Still, some performances emerge as being in a class by themselves, rising above the level of merely annoying and becoming actively torturous. These are songs that actually make me feel mad and exasperated. Congratulations, ladies. Like George W. Bush, Paris Hilton and Keanu Reeves, you have gotten way too far on very, very little.
1. "The Way I Am," Ingrid Michaelson*: A Chinook wind could not compete with this song, so hard does it blow. I hate everything about it, from the bongo drums to the twee phrasing. "If you are chilly, here take my sweater/Your head is aching, I'll make it better." Seriously? Did she write this for her son? Nope, no, she talks about buying Rogaine, so we know it's a full-grown adult to whom she's singing. Terrible.

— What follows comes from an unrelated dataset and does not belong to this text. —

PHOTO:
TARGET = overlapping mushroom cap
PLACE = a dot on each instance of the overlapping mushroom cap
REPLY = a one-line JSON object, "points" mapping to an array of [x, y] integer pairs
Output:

2. "New Soul," Yael Naim: Is banality more acceptable when it comes from someone who is French-Israeli, recites her lyrics as if she can barely speak English, and in fact does not even bother with actual words for her chorus? Apparently so.
3. "So What," Pink: When I first heard this song, I assumed it was by Katy Perry, and that made sense. The fact that Pink is perpetrating it makes me sad. I think we are supposed to be impressed that a girl is singing the lyric "I wanna start a fight." Like Yael Naim, Pink doesn't come up with actual words for her hook. Na na na na na na-na, la la lah la la-laa, whatever. It all makes Hanson's "Mmm Bop" sound like Chaucer.
4. "Bubbly," Colbie Caillat*: The PR storie for Colbie, which is that of an obscure talent unearthed by the denizens of MySpace, would be a lot more palatable if her dad had not been a producer for Fleetwood Mac. The best thing I can say about this song is that the worst part is over earlie: Her falsely earnest plea, "Will you count me in?" helpfully prompts you to change the station before the song gets too far.
5. "I Kissed a Girl," Katy Perry: To be honest, I don't think this song is that bad. The vocals and production are good. It's just that the facile opportunism inherent in the whole thing is tough to take. It assumes that people are suckers for phony sensationalism, and based on the popularity of the song, it assumes correctly. Not to get overly serious, but in the wake of all the Prop 8 nonsense around here, it would be nice if this song and artist were something that actual lesbians could get behind. It doesn't seem like that's the case, though.
* Apparently these songs technically were released in 2007, but well, they still bothered me in 2008.